The shape of the workload decides who looks fast. Kafka’s throughput comes from sequential appends, producer batching, and zero-copy reads — a continuous firehose of small messages is its best case, and it degrades gracefully as load climbs. RabbitMQ is the opposite profile: with short queues and moderate load its tail latency is excellent, often beating Kafka at p99, because messages pass through memory and rarely touch disk. Let queues grow deep, though, and RabbitMQ starts paging messages out, throughput drops, and latency goes from the best in the field to the worst. Kafka’s log does not care how far behind a consumer is.
The OpenMessaging benchmark cited above deserves a caveat: it measured sustained throughput and latency on three-broker clusters pushing 1 KB messages with replication factor 3 and durable producers. That is Kafka’s home game — a firehose with no routing. It did not measure topic-exchange fan-out, priority queues, per-message TTLs, or selective routing, which is the work RabbitMQ exists to do. A benchmark of those patterns would flatter RabbitMQ the way the firehose flatters Kafka.
Durability settings dominate the spread more than the engines do. A Kafka producer with acks=1 is answering a different question than one with acks=all and min.insync.replicas=2 — and Kafka famously trusts the OS page cache rather than fsyncing every message, while RabbitMQ’s quorum queues fsync before confirming. Comparing a loosely configured system against a strictly configured one measures the settings, not the software. Most published head-to-heads, including vendor ones, blur this line somewhere.
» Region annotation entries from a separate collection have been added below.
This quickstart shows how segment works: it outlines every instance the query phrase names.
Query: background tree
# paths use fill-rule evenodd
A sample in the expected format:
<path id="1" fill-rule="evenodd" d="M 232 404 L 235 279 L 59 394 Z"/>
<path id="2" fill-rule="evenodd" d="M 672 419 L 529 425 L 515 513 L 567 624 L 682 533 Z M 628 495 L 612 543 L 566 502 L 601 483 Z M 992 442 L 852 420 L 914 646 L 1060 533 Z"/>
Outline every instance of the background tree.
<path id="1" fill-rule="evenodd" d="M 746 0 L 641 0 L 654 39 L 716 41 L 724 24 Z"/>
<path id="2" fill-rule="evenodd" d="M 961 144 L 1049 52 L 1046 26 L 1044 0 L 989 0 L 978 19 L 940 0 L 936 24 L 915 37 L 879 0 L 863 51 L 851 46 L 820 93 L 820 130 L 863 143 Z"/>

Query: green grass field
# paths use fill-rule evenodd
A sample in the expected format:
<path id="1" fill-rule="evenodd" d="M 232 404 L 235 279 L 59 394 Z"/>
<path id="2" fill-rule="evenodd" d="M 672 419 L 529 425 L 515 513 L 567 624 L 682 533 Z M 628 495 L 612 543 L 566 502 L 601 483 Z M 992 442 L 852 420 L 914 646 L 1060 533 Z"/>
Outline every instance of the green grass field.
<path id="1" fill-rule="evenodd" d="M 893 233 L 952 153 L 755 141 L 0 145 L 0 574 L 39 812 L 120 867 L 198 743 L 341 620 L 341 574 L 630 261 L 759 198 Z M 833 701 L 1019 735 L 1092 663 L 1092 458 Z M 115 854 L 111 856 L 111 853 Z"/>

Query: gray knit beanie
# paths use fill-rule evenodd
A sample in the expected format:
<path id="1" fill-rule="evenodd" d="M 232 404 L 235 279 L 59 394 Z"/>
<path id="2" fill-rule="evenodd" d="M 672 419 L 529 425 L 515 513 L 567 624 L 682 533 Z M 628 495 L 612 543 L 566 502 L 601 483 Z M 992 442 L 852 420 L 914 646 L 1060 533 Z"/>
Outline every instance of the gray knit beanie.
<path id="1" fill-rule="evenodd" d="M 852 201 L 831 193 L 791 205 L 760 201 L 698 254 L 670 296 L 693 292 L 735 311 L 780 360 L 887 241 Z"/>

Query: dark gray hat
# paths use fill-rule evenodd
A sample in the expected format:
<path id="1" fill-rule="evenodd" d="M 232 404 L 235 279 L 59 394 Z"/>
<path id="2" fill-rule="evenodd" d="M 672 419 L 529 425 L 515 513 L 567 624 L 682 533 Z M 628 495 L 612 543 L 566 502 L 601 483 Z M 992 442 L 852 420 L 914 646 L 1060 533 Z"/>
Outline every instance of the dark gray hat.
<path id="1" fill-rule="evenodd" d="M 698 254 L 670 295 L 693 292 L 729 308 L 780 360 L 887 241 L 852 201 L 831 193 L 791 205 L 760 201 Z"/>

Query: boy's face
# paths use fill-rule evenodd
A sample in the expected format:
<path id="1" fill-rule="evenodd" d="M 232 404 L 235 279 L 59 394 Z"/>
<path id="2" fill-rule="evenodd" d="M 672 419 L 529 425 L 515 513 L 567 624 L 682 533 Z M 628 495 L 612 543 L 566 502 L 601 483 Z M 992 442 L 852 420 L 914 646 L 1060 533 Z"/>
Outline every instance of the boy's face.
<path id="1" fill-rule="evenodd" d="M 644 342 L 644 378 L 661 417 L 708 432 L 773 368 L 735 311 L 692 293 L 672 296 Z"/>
And most teams never reach territory where any of it matters. Below roughly 50K messages per second, either broker is loafing; the bottleneck is almost always the consumer — deserialization, the database write per message, the external API call. If your throughput target fits in that range, pick by shape (replay and fan-out versus routing and acks), not by benchmark deltas you will never get close to.